Neuroblastoma is the most common solid childhood cancer and typically has a very poor prognosis. Neuroblastoma is a ‘cancer of improper development’ and is thought to arise from sympathetic neuroblast precursors that fail to engage the neuronal differentiation programme; instead they are locked in a pro-proliferative developmental state. Neuroblastomas are epigenetically regulated, a core regulatory circuit (CRC) of transcription factors maintaining their highly proliferative, developmental state. In subtype MS neuroblastoma, tumours can spontaneously regress, in which case children are cured for life. The mechanisms behind spontaneous regression are poorly understood, but the main hypothesis is that the cells enter a terminal differentiation programme. Thus, harnessing the latent differentiation capacity of neuroblasts provides an exciting therapeutic avenue for drug induced cell differentiation and tumour clearance in neuroblastoma.

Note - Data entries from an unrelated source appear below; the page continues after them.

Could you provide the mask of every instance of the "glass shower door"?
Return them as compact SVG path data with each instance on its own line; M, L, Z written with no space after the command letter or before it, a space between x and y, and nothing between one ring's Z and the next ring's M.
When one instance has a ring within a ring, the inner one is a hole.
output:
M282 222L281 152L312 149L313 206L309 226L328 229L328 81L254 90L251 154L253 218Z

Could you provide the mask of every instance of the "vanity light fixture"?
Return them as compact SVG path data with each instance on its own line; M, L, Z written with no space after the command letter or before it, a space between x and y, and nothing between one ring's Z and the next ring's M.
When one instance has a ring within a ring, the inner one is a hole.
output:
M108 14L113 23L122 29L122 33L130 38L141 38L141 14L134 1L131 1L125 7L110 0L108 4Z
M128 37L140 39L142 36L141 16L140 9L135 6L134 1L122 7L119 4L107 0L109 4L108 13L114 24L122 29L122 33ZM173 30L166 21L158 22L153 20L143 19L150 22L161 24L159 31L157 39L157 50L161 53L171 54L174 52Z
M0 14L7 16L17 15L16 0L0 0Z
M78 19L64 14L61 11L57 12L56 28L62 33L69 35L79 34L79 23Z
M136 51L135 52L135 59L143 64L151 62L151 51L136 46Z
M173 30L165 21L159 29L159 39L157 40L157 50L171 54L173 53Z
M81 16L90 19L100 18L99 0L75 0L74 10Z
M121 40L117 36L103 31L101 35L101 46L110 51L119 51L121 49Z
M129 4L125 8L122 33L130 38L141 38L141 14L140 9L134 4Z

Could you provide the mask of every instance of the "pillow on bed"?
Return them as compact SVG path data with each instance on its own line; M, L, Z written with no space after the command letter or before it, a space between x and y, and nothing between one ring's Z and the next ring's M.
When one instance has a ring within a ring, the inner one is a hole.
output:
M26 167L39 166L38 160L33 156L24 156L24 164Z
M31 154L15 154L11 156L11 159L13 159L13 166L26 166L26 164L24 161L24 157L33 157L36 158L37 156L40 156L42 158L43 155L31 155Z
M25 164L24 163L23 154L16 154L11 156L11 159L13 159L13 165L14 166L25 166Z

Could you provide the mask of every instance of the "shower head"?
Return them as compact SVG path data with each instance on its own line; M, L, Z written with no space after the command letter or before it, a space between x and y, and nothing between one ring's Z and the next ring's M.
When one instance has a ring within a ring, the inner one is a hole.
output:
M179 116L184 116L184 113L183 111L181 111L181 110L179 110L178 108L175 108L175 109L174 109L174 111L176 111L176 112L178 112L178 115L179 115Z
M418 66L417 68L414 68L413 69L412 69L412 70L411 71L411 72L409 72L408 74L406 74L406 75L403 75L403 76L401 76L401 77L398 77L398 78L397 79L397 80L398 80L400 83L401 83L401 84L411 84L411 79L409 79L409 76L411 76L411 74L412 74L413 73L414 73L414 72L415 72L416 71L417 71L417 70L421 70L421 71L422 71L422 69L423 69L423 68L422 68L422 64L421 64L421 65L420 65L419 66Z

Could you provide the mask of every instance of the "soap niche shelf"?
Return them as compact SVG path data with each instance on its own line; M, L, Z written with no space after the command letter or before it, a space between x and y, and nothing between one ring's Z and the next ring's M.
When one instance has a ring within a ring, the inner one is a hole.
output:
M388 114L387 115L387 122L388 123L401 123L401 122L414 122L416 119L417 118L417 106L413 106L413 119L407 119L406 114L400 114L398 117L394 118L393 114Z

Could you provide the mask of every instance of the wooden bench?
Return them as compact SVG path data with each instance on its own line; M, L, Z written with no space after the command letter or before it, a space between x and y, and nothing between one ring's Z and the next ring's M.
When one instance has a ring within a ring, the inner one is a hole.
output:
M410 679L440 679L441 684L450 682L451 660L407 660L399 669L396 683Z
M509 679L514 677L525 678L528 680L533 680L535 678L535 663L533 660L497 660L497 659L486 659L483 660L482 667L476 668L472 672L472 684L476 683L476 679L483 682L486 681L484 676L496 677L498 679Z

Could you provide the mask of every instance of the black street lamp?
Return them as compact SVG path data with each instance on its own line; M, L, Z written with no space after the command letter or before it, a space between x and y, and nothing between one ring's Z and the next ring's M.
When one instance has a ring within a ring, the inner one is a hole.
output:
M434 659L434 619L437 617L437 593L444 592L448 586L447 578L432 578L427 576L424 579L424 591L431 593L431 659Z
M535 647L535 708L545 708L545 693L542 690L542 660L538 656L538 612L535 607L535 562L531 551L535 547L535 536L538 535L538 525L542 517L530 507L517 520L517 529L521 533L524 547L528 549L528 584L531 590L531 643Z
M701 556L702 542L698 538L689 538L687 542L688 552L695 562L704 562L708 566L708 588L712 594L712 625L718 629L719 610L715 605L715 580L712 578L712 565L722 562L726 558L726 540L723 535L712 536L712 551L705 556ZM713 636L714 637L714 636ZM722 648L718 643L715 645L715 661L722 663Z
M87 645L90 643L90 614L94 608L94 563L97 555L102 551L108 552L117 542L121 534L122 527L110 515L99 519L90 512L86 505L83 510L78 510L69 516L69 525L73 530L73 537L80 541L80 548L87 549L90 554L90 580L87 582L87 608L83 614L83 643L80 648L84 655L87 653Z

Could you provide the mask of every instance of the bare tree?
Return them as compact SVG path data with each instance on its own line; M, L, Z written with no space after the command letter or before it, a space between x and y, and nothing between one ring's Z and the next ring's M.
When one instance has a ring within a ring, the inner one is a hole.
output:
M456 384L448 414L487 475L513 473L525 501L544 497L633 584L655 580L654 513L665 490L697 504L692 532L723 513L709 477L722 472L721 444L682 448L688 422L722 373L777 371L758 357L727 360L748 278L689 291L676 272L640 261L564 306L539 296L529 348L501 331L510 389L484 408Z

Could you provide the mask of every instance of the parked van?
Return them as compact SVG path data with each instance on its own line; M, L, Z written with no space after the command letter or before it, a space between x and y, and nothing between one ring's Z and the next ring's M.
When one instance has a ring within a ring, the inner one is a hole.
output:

ASCL1 is a master transcriptional regulator which modulates both proliferation and differentiation of sympathetic neuroblast precursor cells. During development, ASCL1 is transiently expressed and is downregulated as cells differentiate into mature sympathetic neurones. In high-risk neuroblastomas, the levels of ASCL1 remain high, supporting proliferation. The aim of this project was to understand the effect of ASCL1 deletion on neuroblastoma cell behaviour. CRISPR technology was used to remove ASCL1 from three different neuroblastoma cell lines to study the effect of losing ASCL1 in different cellular contexts.

It was found that ASCL1 deletion results in slower cell growth, a phenotype consistent in all neuroblastoma cell lines tested. Studies show no difference in the transcription and expression of the CRC transcription factors, but instead their ability to bind to regulatory regions of chromatin is compromised. RIME analysis shows that ASCL1 binds components of the CRC on the chromatin suggesting ASCL1 could be directly recruiting targets. ASCL1 is considered a pioneer factor and ATAC-Seq analysis shows that chromatin accessibility is reduced in the ASCL1 knock-out lines, suggesting ASCL1 could be limiting both chromatin accessibility and directly recruiting transcription factors to the chromatin. In addition to these findings, when analysing RNA-Seq and ATAC-Seq data it appears ASCL1 maintains neuroblastoma cells in a state which is primed for differentiation. Taken together these results suggest ASCL1 has a dual role in neuroblastoma, supporting both the proliferative state and also poising cells for differentiation.